For instance, local favorite Larry Hecht from the Denver Center and Curious Theatre plays Dr. Faustus in this production. He is joined by Benjamin Bonenfant in the role of Hamlet, whose CSF work is bolstered by roles at Curious Theatre and BETC.  The slightly befuddled Dr. Luther is created by guest artist Howard Swain. The lone female playing multiple roles is local actress Mare Trevanthan.

While the cast did good work with the script they were given, there was a sort of “Wait for it . . . bam!” quality to the delivery of the comic dialogue. An anticipation to the comedy, as it were—almost as though they were slyly telling us, “Don’t miss this.” The lines, for the most part, were clever enough without the verbal buildup.
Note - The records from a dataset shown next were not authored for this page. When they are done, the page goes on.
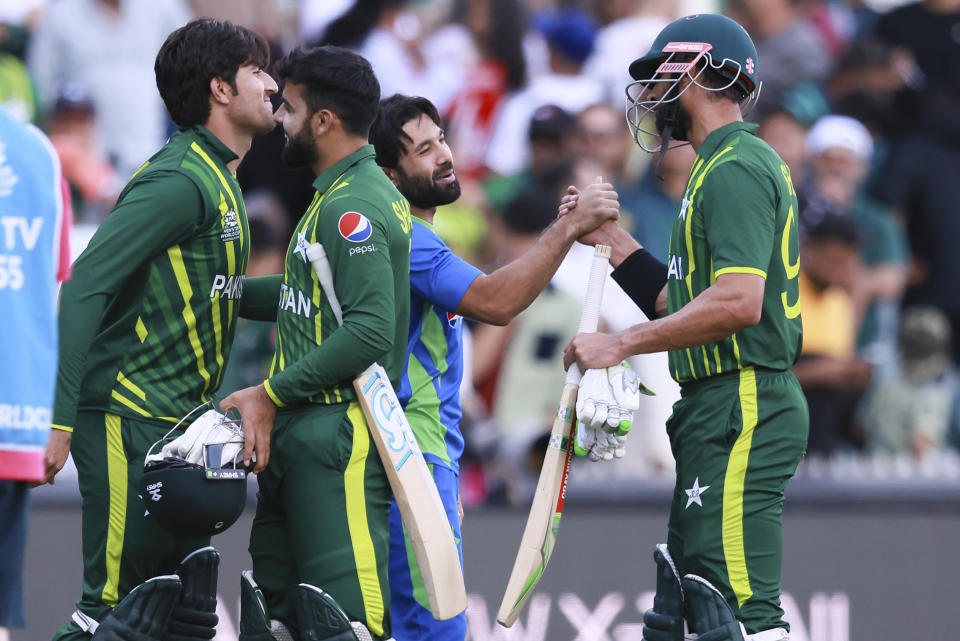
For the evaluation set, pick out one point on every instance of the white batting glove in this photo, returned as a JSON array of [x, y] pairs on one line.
[[605, 405], [210, 427]]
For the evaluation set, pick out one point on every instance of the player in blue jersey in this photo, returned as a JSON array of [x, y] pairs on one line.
[[413, 152]]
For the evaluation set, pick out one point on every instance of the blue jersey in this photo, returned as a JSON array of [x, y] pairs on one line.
[[31, 210], [430, 387]]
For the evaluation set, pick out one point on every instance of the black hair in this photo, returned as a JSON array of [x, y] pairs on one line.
[[834, 227], [387, 134], [336, 79], [195, 54]]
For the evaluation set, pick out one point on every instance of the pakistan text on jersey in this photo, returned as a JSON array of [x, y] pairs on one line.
[[230, 287], [675, 267], [294, 300]]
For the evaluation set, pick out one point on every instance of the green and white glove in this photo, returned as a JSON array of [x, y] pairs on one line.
[[605, 405]]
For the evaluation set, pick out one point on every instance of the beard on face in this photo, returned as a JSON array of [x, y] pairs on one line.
[[673, 115], [425, 192], [299, 150]]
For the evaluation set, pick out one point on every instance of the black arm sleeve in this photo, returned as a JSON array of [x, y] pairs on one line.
[[642, 277]]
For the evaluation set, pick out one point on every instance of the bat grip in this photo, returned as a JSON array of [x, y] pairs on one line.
[[590, 317]]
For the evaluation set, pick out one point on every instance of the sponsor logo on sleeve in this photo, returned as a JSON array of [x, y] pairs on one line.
[[355, 227]]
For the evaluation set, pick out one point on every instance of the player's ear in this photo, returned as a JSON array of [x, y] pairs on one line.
[[220, 90], [392, 175], [323, 121]]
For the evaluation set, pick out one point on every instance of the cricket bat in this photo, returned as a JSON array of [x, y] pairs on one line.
[[413, 486], [543, 522]]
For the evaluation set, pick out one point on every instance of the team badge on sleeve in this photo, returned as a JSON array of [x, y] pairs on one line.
[[355, 227]]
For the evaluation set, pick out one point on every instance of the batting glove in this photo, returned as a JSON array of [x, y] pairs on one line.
[[605, 405]]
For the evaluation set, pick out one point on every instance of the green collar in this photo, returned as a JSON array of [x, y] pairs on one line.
[[213, 143], [422, 222], [716, 137], [323, 182]]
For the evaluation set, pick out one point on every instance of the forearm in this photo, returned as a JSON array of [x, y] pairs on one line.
[[340, 358], [79, 320], [711, 316], [260, 297], [644, 279], [498, 297]]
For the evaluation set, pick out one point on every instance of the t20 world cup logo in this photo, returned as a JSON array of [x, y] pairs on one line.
[[389, 418]]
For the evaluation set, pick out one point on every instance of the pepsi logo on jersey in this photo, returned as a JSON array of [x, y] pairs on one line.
[[355, 227]]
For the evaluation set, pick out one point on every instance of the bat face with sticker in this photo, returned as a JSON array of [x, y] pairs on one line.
[[543, 522]]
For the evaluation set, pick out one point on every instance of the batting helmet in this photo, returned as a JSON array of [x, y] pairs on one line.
[[197, 485], [688, 48]]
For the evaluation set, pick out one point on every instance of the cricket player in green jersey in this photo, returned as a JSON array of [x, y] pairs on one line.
[[727, 308], [147, 321], [320, 536]]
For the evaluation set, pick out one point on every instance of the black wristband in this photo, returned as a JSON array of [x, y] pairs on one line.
[[642, 277]]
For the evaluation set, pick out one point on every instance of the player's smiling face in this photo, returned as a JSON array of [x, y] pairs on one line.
[[251, 106], [425, 174], [294, 117]]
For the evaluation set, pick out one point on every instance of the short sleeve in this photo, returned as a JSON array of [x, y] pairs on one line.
[[436, 273], [739, 207]]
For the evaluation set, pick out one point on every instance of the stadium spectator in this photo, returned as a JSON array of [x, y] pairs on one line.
[[840, 151], [928, 29], [918, 180], [33, 257], [389, 36], [570, 36], [791, 50], [109, 47], [552, 150], [876, 84], [783, 131], [488, 34], [629, 27], [833, 378], [515, 366], [912, 413], [72, 128]]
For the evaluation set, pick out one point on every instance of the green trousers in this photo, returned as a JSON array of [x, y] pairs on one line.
[[737, 440], [122, 545], [322, 515]]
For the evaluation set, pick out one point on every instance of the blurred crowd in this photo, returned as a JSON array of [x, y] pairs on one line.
[[860, 98]]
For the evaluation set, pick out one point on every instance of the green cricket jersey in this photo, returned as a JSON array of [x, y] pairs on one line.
[[147, 319], [364, 225], [738, 215]]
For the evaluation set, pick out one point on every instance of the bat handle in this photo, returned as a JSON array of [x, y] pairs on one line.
[[590, 317]]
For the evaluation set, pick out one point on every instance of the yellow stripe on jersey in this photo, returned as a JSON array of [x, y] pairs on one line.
[[141, 329], [273, 396], [117, 520], [689, 220], [214, 304], [733, 549], [130, 385], [117, 396], [792, 269], [364, 554], [142, 167], [180, 271], [231, 263], [740, 270]]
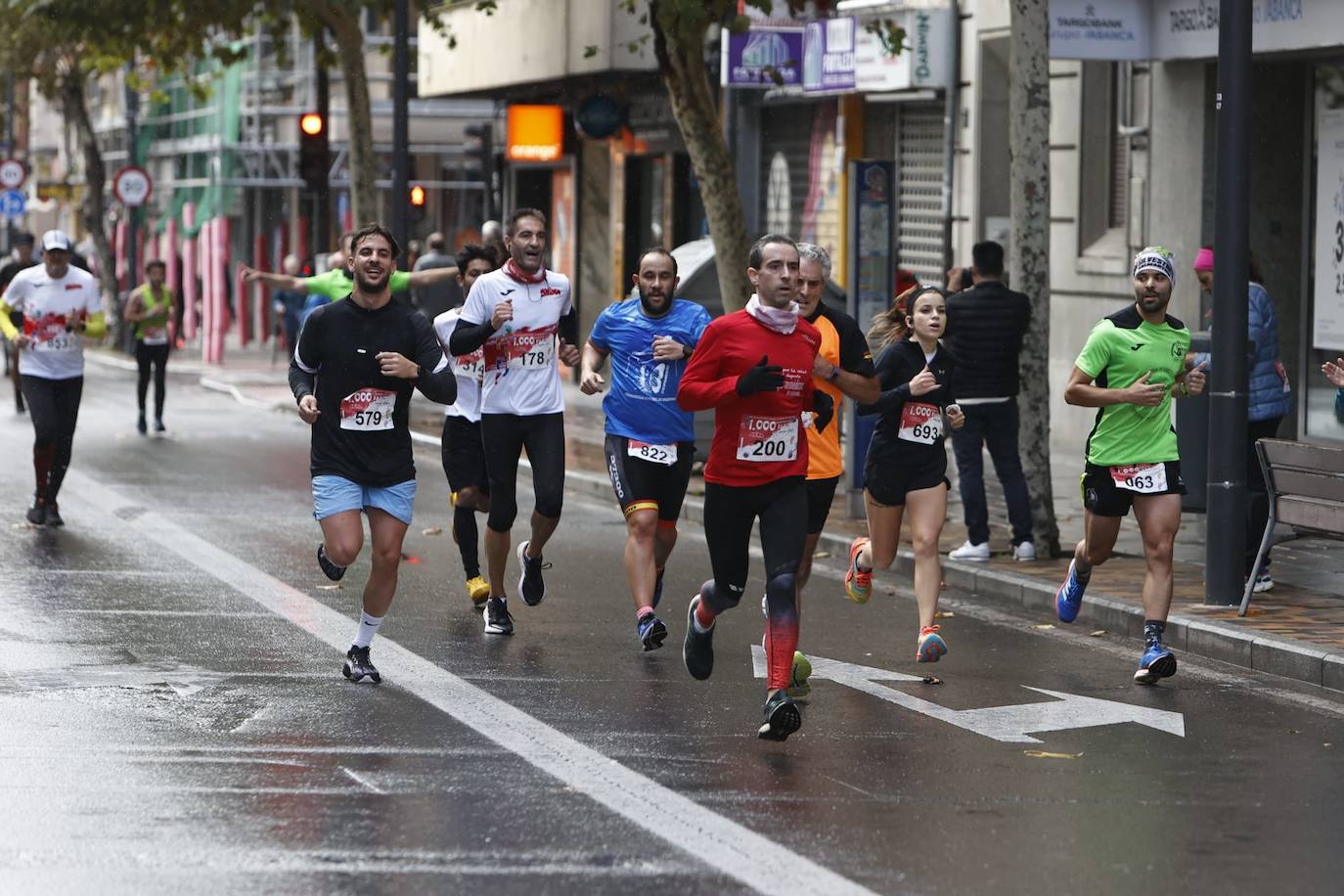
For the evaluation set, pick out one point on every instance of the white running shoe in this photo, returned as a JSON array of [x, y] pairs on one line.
[[967, 551]]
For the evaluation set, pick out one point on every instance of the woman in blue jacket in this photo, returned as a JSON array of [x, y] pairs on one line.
[[1268, 402]]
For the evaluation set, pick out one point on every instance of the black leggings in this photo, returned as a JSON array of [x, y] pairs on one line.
[[729, 515], [147, 356], [504, 437], [54, 407]]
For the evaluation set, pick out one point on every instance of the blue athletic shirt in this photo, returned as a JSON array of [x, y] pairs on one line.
[[642, 402]]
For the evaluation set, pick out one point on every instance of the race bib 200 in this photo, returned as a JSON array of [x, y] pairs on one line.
[[920, 422], [1145, 478], [367, 410], [768, 438]]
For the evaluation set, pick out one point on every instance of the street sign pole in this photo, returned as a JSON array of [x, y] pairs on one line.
[[1226, 536]]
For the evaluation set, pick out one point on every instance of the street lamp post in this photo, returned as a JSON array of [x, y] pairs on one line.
[[1226, 536]]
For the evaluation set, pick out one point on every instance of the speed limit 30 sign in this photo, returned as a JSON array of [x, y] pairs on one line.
[[132, 186]]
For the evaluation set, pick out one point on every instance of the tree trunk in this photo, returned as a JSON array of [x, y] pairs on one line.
[[680, 53], [359, 119], [1028, 184], [93, 211]]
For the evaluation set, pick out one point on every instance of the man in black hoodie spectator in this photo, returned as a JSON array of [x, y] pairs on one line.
[[987, 324]]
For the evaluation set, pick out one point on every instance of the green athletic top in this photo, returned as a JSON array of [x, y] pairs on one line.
[[152, 328], [335, 285], [1120, 349]]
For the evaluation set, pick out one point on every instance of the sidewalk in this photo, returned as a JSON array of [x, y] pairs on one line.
[[1296, 630]]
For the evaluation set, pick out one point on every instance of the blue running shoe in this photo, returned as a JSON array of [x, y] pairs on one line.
[[652, 632], [1157, 662], [657, 590], [1069, 600]]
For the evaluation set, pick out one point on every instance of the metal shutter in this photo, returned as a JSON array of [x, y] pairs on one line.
[[919, 176]]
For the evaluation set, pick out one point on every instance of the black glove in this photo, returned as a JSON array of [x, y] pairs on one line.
[[762, 378], [824, 409]]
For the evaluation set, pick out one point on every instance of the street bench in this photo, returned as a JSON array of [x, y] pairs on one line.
[[1305, 486]]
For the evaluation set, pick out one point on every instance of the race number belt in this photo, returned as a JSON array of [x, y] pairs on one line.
[[768, 438], [367, 410], [664, 454], [1145, 478], [920, 422]]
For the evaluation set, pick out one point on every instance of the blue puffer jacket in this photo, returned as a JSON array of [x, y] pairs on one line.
[[1269, 392]]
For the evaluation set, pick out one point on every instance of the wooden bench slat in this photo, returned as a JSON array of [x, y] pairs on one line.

Caitlin Ayer’s set separates Dr. Luther’s spartan surroundings from Dr. Faustus’ elaborately cluttered classroom, and indicates their mental states as well. A painted scrim at the rear is adorned with the supposed seal of Wittenberg University. Under certain lighting, it takes on a spectral monster-like look and, when lit from behind, illuminates a secondary acting space for sex and singing scenes. The costumes by Hugh Hanson are about the only thing that sets the play firmly in 1517. Nearly everything else, especially the language, is era-ambiguous.

The 58th season for CSF is underway. Summer isn’t summer until you’ve seen at least one CSF production. Time to get started!